PDA

View Full Version : Is this legal? dFdx/dFdy/fwidth question.



Ed Daenar
08-08-2013, 09:17 AM
Imagine this fragment shader:



#version 330

in vec2 uvCoord;

uniform sampler2D textureMap;

layout(location = 0) out vec4 fragment;

void main() {

//Get a sample from a texture map
fragment.rgb = texture(textureMap,uvCoord).rgb;
//Get the gradient of the fragment value. Is this legal?
fragment.rgb = vec3(1-length(fwidth(fragment.rgb)));
fragment.a = 1;

}


Unless I'm missunderstanding things, dFdx/dy returns the derivative of a value for x and y respectively, in screen space. So using dFdx on a vec3, for example, would return another vec3 with the derivatives of for each vector component in the x direction on screen space (so, uh, right-left :P). If what I'm understand is correct, this checks the specified variable's value of the neighboring fragments to calculate this derivative, so it shows the rate of change between the "current" fragment and the neighbor ones.

The gradient can be computed as G = sqrt(dFdx*dFdx + dFdy*dFdy), which if done on a vec3 would result in the individual gradients for each component. I'm visualizing this as a vector in 3D space pointing to the direction of change. If the vec3 was a color, it would be in color space. I assume this is an acceptable visualization, is it?

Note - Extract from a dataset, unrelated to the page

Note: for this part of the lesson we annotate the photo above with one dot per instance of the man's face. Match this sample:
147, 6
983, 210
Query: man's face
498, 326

By obtaining the length of this vector I can obtain the magnitude of the change, regardless of the direction.

So by performing the above shader instructions I'm basically asking for the maginute of change on the colors being written to the image, which would conceptually result (assuming I'm interpreting this correctly) in a filter-like effect where high frequencies are shown in black color and low frequencies in white. In other words, it creates a sketch-like effect. Now I realize this is not the ideal way of doing this effect, but it's not what I wanted to discuss.

The question is: is this even legal? The value of the fragment is still being defined by the time the dFd* functions are called, so it must mean that it has to fetch the value being worked on at the moment in other fragment units. So I'm right now wondering if this wouldn't bring a lot of problems as some fragments may not actually have neighboring fragments being processed at the time.

Indeed, it seems to work like this as changing the moment when a dFd* function is called will operate on the state of the value at the current time.

With my test machine I've been able to apply this to any value within a shader, not only inputs, but I cannot find any information regarding if this is legal or just undefined behaviour.

If anyone can spare an explanation of how the derivatives are obtained that would help too. Not the math behind it but the source of the data; is it coming from fragments isolated to the primitive the fragment pertains to or does it "leak" onto other fragments as well?

Alfonse Reinheart
08-08-2013, 10:08 AM
Yes, that's legal. The only illegal uses of the derivative/fwidth functions are if you use them in non-fragment shaders or if you use them in Non-uniform control flow (https://www.opengl.org/wiki/Sampler_%28GLSL%29#Non-uniform_flow_control).

As for the performance, it's fine. GPUs generally execute fragment shaders in 2x2 pixel quads. By which I mean the GPU's compute unit is basically running the same opcodes on 4 different sets of registers. So the neighbor's value is quite literally just another register, easily accessible. It's pretty cheap.

The 2x2 pixel quad thing happens even if some of the fragments are outside of the triangle. It'll still do interpolation, so it's possible to interpolate values off of the triangle. That's fine as the interpolation is linear, so you'll get reasonable values. Those fragments that are off of the triangle will be generated for exactly these purposes (doing texture accesses requires doing the equivalent of the derivative functions), but all results of them are discarded.

Ed Daenar
08-08-2013, 06:05 PM
Awesome, thanks for the explanation as usual!

GClements
08-08-2013, 08:08 PM
Yes, that's legal. The only illegal uses of the derivative/fwidth functions are if you use them in non-fragment shaders or if you use them in Non-uniform control flow (https://www.opengl.org/wiki/Sampler_%28GLSL%29#Non-uniform_flow_control).
Also, higher-order (i.e. nested) derivatives are undefined.